GVLE inter-block scan on the first segment

In order to detect that the segmented prefix sum has already been calculated for a particular \(d\_scan\) sub-vector element, bits 57 to 62 of each element are used to store the number of atomic additions performed on it. This sums counter is implemented by performing the atomic additions with the bit 57 of the bit-lengths of the block-codes set to 1. The bits 0 to 56 of each element j of each \(d\_scan\) sub-vector i are used to store the corresponding segmented scan value, i.e., the sum of bit-lengths of block-codes \(32 \times i\) to \(32 \times i + j\). In the case of the thirty-second element of each sub-vector i except the first, a second value is assigned to its bits 0 to 56 in a posterior stage of our algorithm, which is the not-segmented scan value, i.e., the sum of bit-lengths of block-codes 0 to \(32 \times i + 31\). To distinguish between these two mutually exclusive values, in the second case, a flag will be activated in the bit 63, which will be referred to as flag P. Table 1 shows an example of GVLE inter-block scan, which presents an extract of the first 64 values written in \(d\_scan\) (i.e., the corresponding to the first two segments). Note that \(d\_scan[63]\) is the only element that has the flag P activated (the bit 63 is 1). The reason is that it stores the sum (1, 206, 728) of all the bit-lengths of segments 0 and 1. The remaining elements hold the segmented scan value (bits 0 to 56), and the number of atomic additions performed on them (bits 57 to 62).
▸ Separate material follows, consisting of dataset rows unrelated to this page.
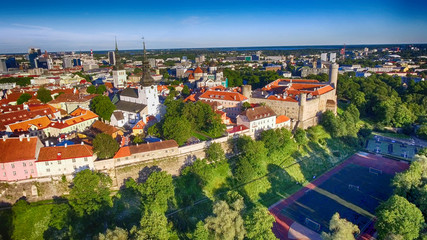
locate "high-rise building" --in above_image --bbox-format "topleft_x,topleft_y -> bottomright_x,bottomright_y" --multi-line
329,53 -> 337,62
0,57 -> 7,73
28,48 -> 42,68
320,53 -> 328,62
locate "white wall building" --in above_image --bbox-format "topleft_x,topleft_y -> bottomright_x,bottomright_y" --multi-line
36,143 -> 96,177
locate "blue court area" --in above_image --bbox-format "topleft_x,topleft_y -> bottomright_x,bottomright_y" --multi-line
281,164 -> 393,233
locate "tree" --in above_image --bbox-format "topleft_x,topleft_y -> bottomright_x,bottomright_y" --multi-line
181,85 -> 190,96
95,84 -> 107,94
93,133 -> 120,159
98,227 -> 129,240
90,95 -> 116,121
86,85 -> 96,94
375,195 -> 424,240
37,87 -> 52,103
192,221 -> 209,240
68,169 -> 112,216
205,199 -> 246,240
136,210 -> 170,240
417,124 -> 427,140
294,128 -> 308,145
138,171 -> 175,213
16,93 -> 32,105
320,110 -> 339,137
162,117 -> 191,145
245,204 -> 277,240
242,102 -> 252,111
322,213 -> 360,240
205,143 -> 225,162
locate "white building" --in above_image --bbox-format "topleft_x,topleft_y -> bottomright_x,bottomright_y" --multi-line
36,142 -> 96,177
236,106 -> 276,136
113,70 -> 127,88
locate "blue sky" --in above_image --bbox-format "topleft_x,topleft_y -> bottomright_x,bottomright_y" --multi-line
0,0 -> 427,53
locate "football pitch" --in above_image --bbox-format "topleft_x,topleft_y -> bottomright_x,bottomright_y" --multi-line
270,153 -> 408,239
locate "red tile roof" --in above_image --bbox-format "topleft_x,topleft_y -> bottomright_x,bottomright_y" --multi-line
0,137 -> 38,163
199,90 -> 248,102
276,115 -> 291,124
37,144 -> 93,162
194,67 -> 203,73
9,116 -> 51,132
240,106 -> 276,121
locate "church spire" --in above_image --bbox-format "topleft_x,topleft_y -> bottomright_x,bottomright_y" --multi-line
113,36 -> 125,70
139,38 -> 154,87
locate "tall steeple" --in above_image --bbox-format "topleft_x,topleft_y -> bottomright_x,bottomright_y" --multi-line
139,38 -> 154,87
113,37 -> 125,70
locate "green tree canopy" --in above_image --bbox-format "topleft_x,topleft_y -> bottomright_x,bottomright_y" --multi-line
97,227 -> 129,240
16,93 -> 32,105
37,87 -> 52,103
205,143 -> 225,162
205,199 -> 246,240
322,213 -> 360,240
245,204 -> 277,240
95,84 -> 107,94
93,133 -> 120,159
375,195 -> 424,240
136,210 -> 171,240
90,95 -> 116,121
68,169 -> 112,216
162,117 -> 191,145
86,85 -> 96,94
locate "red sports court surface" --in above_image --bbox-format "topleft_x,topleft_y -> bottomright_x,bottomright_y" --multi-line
269,152 -> 409,240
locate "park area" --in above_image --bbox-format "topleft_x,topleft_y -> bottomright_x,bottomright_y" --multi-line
269,152 -> 409,240
366,135 -> 422,160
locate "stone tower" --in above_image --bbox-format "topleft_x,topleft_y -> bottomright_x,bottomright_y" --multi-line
329,63 -> 338,89
139,40 -> 154,87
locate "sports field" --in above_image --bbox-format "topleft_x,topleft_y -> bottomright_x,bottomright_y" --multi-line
269,153 -> 409,239
366,136 -> 422,159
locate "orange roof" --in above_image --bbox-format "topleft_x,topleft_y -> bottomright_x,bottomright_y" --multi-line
184,94 -> 196,102
114,146 -> 130,158
0,137 -> 38,163
50,108 -> 98,128
194,67 -> 203,73
132,120 -> 145,130
276,115 -> 290,124
37,144 -> 93,162
104,82 -> 113,88
199,90 -> 248,102
9,116 -> 51,132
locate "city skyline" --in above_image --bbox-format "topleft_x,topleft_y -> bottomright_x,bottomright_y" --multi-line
0,1 -> 427,53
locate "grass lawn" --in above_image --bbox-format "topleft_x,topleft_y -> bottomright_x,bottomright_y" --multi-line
372,132 -> 411,140
191,131 -> 209,141
12,204 -> 53,240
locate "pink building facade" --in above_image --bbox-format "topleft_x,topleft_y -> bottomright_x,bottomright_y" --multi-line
0,137 -> 43,182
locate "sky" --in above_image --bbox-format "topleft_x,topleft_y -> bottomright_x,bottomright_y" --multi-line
0,0 -> 427,53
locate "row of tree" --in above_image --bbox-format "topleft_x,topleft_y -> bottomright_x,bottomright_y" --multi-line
375,153 -> 427,240
148,98 -> 225,145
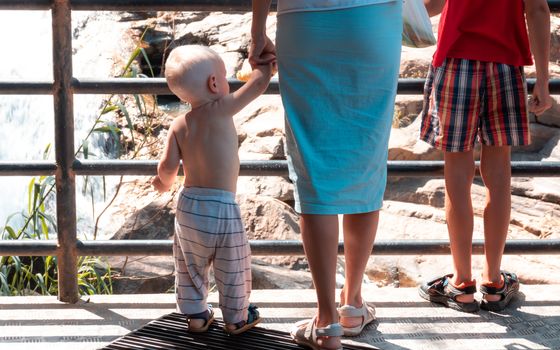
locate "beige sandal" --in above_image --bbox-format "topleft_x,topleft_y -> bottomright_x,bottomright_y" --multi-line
290,316 -> 344,350
338,301 -> 375,337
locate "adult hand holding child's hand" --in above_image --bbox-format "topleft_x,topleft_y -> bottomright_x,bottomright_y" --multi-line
152,176 -> 167,193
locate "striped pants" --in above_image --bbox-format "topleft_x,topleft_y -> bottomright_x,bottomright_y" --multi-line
173,187 -> 251,323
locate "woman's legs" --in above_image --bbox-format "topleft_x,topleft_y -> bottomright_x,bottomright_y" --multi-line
300,214 -> 340,349
444,151 -> 475,303
340,211 -> 379,328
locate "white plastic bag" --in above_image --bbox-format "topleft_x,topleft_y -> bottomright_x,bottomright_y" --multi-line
402,0 -> 436,47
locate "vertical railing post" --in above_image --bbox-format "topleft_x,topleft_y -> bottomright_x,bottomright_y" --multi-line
52,0 -> 79,303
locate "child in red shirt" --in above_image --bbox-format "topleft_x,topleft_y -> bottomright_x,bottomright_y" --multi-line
419,0 -> 552,312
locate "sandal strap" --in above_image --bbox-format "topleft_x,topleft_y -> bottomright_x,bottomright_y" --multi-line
428,274 -> 476,300
235,304 -> 260,329
302,316 -> 344,341
338,303 -> 367,317
187,304 -> 214,322
480,271 -> 519,294
315,323 -> 344,337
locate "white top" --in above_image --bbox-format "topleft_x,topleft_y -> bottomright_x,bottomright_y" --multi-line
276,0 -> 396,15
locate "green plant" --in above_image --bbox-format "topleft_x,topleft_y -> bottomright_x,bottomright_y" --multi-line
0,26 -> 160,296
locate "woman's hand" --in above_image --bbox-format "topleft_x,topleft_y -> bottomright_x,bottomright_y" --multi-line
249,34 -> 276,69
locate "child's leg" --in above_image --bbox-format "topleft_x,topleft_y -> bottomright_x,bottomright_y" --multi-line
213,205 -> 252,330
173,233 -> 209,329
444,151 -> 475,302
340,211 -> 379,328
480,145 -> 511,301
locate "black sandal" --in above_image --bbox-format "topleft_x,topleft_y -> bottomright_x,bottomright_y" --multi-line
480,271 -> 519,311
187,305 -> 214,333
224,304 -> 261,335
418,274 -> 479,312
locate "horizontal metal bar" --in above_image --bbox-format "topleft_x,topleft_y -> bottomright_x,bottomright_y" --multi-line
0,0 -> 268,11
0,239 -> 560,256
0,78 -> 560,95
74,160 -> 560,177
0,161 -> 56,176
0,0 -> 560,12
73,160 -> 288,176
0,160 -> 560,177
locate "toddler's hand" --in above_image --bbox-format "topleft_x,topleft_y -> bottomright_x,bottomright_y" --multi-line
152,175 -> 167,193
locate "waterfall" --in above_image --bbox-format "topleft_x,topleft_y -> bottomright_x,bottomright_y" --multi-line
0,11 -> 122,238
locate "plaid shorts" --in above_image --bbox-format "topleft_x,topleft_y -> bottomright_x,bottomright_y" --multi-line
420,58 -> 530,152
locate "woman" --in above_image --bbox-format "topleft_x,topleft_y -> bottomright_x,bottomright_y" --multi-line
249,0 -> 402,349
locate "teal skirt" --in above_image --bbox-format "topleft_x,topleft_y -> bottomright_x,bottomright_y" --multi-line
276,0 -> 402,215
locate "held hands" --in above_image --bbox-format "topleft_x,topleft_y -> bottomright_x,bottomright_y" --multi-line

Let us define a sub-code as the bit-stream composed of the block-codes managed by a sub-grid. Given a thread-block j of a sub-grid i, the first warp of the thread-block follows the next steps to calculate the parameter \(blockcode\_pos\) of the corresponding block-code:

Table 1 Example of GVLE inter-block scan on the two first segments
  1. 1.

    It performs an atomic addition of the bit-length of the block-code (with the bit 57 set to 1) to the elements j to 31 of the sub-vector i.

  2. 2.

    It gets the bit-position of the block-code in its sub-code, which will be referred to as \(pos\_of\_bc\_in\_sc\), in the following way. If \(j = 0\), clearly \(pos\_of\_bc\_in\_sc\) is 0. Otherwise, it reads repeatedly the element \(j - 1\) of the sub-vector i until its sums counter is j. The parameter \(pos\_of\_bc\_in\_sc\) is obtained by resetting the bits 57 to 62.

  3. 3.

    It gets the bit-position of the sub-code in the output vector, which will be referred to as \(pos\_of\_sc\_in\_out\), in the following way. If \(i = 0\), clearly \(pos\_of\_sc\_in\_out\) is 0. Otherwise, it reads repeatedly the element 31 of the sub-vector \(i - 1\) until its sums counter is 32 or the flag P is activated (i.e., the value stored in bits 57 to 63 is 32 or 64). If the flag P of the read value is not activated, it repeats the same procedure on sub-vectors \(i - 2\), \(i - 3\), ... until the read value has the flag P activated or there are no more sub-vectors to process. The parameter \(pos\_of\_sc\_in\_out\) is obtained by accumulating the read values, with the bits 57 to 63 set to 0, as they are read.

  4. 4.

    The parameter \(blockcode\_pos\) is obtained by adding \(pos\_of\_bc\_in\_sc\) to \(pos\_of\_sc\_in\_out\).

  5. 5.

    If j = 31 (i.e., the thread-block is the last of the sub-grid):

    1. (a)

      It computes the bit-length of the sub-code i (\(sc\_len\)) by adding \(pos\_of\_bc\_in\_sc\) to \(blockcode\_len\).

    2. (b)

      It computes the sum of \(pos\_of\_sc\_in\_out\) to \(sc\_len\), and stores it in the element 31 of the sub-vector i with the flag P activated. Note that the written value is the bit-position of the sub-code \(i + 1\) in the output vector.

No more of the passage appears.